Marcus Scholz

6. September 2019

Er ist zufrieden, das ist zu sehen. Und zu hören. Dieter Hecking wusste dem Remis in Wolfsburg und dem bevorstehenden freien Wochenende viel Positives abzugewinnen. Sportlich vor allem, weil sich einige Spieler, die zuletzt weniger zum Einsatz gekommen waren,  mal wieder bzw. überhaupt einmal im Spiel präsentieren konnten. Einer von denen war auch Kyriakos Papadopoulos, der kämpferisch stark (Hecking: „Ich weiß nicht, ob man das in einem Freundschaftsspiel immer so lösen muss – aber das war okay“) spielte und sich damit für weitere Einsätze empfehlen wollte.

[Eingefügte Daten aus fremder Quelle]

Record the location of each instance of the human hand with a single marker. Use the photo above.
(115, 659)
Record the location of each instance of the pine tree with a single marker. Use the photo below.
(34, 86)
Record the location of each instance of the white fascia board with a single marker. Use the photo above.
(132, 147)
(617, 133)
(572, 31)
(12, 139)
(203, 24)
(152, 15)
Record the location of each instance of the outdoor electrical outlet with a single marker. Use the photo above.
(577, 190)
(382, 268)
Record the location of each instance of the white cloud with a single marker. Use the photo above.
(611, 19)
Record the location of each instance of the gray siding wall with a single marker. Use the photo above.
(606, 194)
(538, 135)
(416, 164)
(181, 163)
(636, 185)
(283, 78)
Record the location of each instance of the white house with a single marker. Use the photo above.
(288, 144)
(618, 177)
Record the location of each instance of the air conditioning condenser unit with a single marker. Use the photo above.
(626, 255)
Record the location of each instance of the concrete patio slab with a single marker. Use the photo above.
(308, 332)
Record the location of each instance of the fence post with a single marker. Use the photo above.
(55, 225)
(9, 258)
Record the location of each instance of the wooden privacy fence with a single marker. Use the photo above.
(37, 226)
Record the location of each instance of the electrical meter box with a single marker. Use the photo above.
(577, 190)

Er machte es auch gut. „Ich bin fit, fühle mich gut – und ich will spielen. Aber leider darf ich das zu wenig“, so der Grieche eindeutig zweideutig. „Ich bin nicht sauer, so ist das Leben. So ist Fußball. Ich denke, ich bin so lange dabei, dass alle wissen, was ich kann und was nicht. Ich muss das niemandem mehr beweisen. Ich muss damit leben.“

Es wirkte so, als wolle der Innenverteidiger sagen, dass der Trainer einen großen Fehler macht, ihn nicht spielen zu lassen – aber das wiederum wäre seinerseits ein Fehler gewesen, den „Don Hecking“ so nie durchgehen lassen würde. Das weiß ein Papadopoulos - so smart ist der Grieche allemal. Dementsprechend bemühte sich Papadopoulos um moderate Formulierungen. Ob es Spaß gemacht habe, mal wieder zu grätschen und zu kämpfen? „Das will ich immer. Leider kann ich das zu selten zeigen.“ Ob er sauer sei? „Ich bin nicht sauer. Ich bin lange dabei und alle wissen, was ich kann. Ich versuche, immer das Beste zu geben “, so der Abwehrspieler, der in der Sommerpause individuell in Athen trainiert hatte, um für die Sommervorbereitung fitter zu sein.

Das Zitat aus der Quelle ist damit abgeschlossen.